Here are a few of our faves from Outfest 2013 — standouts among the more than 150 films showing this year.
Test
Set in 1985 in San Francisco, Test is a breathtaking little film about the early days of AIDS, the first HIV test, and life as a young gay man in a burgeoning artistic career. Comparisons to Parting Glances, the beloved and critically acclaimed ‘90s film, are warranted, but Test also has a dancer’s sensibility, a lithe fluidity to the narrative that lends itself well to the story. The lead character, Frankie, is a modern dancer, bullied at work for his lack of masculinity and his inability to be macho on the dance floor (in a dance company filled with gay men, mind you). Frankie’s also trying to become the man he’s meant to be — whatever that is — find love (or sex), and decide whether to get “the” test. It’s a reminder to viewers who are too young to remember what life was like before AIDS, but in a sexy way; like when Frankie and a love talk about whether they’ve ever used condoms — the answer is no, because in 1985 those are for straight boys — and end up in bed blowing them up like balloons. And because director Chris Mason Johnson was a former choreographer himself, the scenes of the dancers are always beautiful and captivating too.
TransVisible: Bamby Salcedo's Story
Outfest marks the world premiere Dante Alencastre’s documentary about the life of renowned Los Angeles-based trans Latina activist and leader, Bamby Salcedo, following her personal challenges to a transformative rise to prominence in the local trans community. Salcedo’s personal story shares the narrative of many trans immigrant women of color — who find themselves trapped by drugs, prison, sex work, and more — but more interesting is how she’s moved through loss and become a resilient advocate for social justice in multiple, overlapping communities her life has touched, including HIV-positive people, Latina, youth, and LGBT communities.

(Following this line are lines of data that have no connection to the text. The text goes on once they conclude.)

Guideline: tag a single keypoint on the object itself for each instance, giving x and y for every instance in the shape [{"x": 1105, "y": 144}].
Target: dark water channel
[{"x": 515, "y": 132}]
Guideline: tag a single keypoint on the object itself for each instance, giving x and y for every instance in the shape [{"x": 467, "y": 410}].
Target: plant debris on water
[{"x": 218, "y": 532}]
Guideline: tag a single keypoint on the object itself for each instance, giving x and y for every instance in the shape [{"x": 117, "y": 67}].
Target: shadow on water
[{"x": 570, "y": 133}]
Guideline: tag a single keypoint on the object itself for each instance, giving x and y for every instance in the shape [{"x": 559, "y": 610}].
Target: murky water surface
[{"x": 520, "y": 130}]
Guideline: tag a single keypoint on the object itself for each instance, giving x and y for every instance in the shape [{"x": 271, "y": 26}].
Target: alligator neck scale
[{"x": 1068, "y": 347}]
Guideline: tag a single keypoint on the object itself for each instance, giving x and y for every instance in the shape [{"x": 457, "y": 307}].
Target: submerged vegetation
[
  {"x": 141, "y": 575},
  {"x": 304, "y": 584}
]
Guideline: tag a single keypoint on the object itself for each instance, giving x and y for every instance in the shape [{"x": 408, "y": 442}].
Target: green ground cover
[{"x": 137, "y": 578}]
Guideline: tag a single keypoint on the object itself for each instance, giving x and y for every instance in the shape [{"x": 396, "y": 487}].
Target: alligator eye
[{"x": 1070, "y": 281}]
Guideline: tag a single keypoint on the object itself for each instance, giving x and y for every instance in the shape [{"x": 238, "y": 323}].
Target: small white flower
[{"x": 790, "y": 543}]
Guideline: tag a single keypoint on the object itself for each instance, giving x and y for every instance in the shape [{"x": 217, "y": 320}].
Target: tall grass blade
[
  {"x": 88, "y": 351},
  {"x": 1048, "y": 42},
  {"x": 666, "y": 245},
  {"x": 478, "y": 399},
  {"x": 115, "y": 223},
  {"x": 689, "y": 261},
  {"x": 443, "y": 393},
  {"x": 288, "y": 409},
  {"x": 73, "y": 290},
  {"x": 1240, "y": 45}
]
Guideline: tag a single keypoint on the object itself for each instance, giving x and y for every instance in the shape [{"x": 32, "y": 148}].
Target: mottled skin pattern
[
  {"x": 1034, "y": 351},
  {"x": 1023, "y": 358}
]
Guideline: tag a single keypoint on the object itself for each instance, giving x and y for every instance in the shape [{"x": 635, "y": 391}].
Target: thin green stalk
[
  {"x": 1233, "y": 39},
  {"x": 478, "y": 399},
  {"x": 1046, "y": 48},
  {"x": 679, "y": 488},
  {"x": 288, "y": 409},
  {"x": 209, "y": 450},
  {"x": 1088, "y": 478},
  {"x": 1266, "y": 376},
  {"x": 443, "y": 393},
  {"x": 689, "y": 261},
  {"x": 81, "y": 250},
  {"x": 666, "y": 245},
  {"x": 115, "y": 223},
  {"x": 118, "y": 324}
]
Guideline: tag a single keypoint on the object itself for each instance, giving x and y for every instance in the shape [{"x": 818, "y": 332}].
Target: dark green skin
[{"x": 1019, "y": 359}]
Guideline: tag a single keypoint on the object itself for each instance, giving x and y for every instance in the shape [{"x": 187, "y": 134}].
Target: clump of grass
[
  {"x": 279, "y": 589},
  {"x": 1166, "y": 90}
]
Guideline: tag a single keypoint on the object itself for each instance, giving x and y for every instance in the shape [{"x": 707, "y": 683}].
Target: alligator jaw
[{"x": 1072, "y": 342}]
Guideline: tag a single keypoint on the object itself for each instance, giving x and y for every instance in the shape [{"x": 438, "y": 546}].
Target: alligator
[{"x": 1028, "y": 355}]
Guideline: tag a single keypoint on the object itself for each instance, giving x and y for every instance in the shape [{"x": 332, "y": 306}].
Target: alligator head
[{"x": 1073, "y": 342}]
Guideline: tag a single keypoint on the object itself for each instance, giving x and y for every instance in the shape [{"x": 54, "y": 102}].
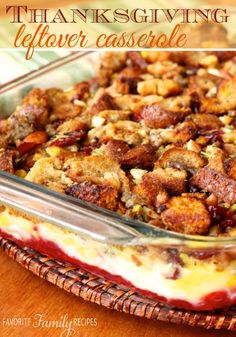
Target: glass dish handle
[{"x": 32, "y": 200}]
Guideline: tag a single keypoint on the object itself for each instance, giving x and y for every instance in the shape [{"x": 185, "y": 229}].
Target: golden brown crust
[
  {"x": 181, "y": 159},
  {"x": 100, "y": 194},
  {"x": 152, "y": 190},
  {"x": 151, "y": 134},
  {"x": 213, "y": 181},
  {"x": 172, "y": 179},
  {"x": 186, "y": 215}
]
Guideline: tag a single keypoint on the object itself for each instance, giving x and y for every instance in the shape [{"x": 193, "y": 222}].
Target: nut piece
[
  {"x": 215, "y": 182},
  {"x": 179, "y": 135},
  {"x": 207, "y": 121},
  {"x": 160, "y": 87},
  {"x": 173, "y": 180},
  {"x": 100, "y": 194},
  {"x": 104, "y": 102},
  {"x": 142, "y": 156},
  {"x": 109, "y": 63},
  {"x": 181, "y": 159},
  {"x": 151, "y": 190},
  {"x": 186, "y": 215},
  {"x": 154, "y": 116},
  {"x": 116, "y": 149}
]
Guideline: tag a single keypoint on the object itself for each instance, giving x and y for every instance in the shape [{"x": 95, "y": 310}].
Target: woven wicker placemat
[{"x": 113, "y": 296}]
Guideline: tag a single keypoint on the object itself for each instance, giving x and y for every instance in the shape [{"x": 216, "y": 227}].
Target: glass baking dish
[{"x": 191, "y": 272}]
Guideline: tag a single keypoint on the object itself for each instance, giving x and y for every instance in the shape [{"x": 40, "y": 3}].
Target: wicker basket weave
[{"x": 113, "y": 296}]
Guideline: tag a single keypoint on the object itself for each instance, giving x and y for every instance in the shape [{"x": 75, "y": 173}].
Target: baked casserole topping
[{"x": 152, "y": 136}]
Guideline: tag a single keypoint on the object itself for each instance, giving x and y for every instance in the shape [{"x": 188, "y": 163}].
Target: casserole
[{"x": 182, "y": 269}]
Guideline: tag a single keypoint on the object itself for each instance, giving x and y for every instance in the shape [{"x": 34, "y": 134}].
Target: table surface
[{"x": 24, "y": 295}]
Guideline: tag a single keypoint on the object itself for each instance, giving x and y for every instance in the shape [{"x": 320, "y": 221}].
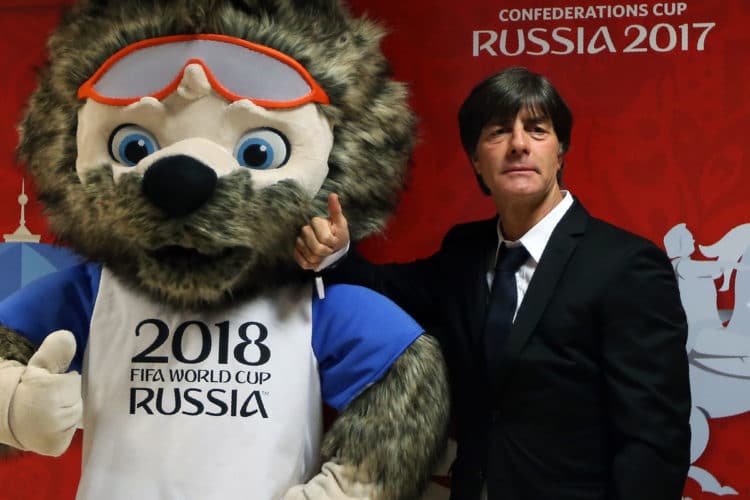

Salcedo is currently at the helm of the nation’s largest transgender youth program at the Children’s Hospital Los Angeles. TransVisible follows Salcedo’s creation of the life-saving Angels of Change program for trans youth, and her feminist advocacy for the Translatina Coalition. And though we still see the effects of the haunting loss of former partners to drugs or discrimination when Salcedo speaks, it’s clear that she’s a woman who has come into her own in mid-life, rising to greater heights than many in the same stead, and who seems both lovable and unstoppable. That makes TransVisible a heartwarming and human story — a rarity in a media that still portrays trans women as freaks.
Deepsouth
In this riveting look at the healthcare crisis around HIV and AIDS in the rural South, director Lisa Biagiotti’s Deepsouth puts a personal face on the epidemic. There are the women — Monica and Tammy — who run an HIV resource retreat in Louisiana with almost no money, and Josh, a young, gay black man who is trying to stay in college while dealing with HIV, poverty, and cultural ignorance. All compelling stories, but the face that gets you most in this documentary is Kathie, the (presumably 60-something) director of AIDS Alabama, who is constantly lobbying, fighting, cold-calling, speaking, and otherwise working so hard to get money allocated to her state, to her region, that she seems literally worn out at the end. In fact, the film closes on a scene where she wants to go to bed — we want her to go to bed — but there is still so much to be done. Both sad and maddening, and at times heartwarming, this is a must-see doc for anyone who thinks that AIDS is over, that Obamacare solved everything, or that people of color aren’t adversely affected by the HIV crisis.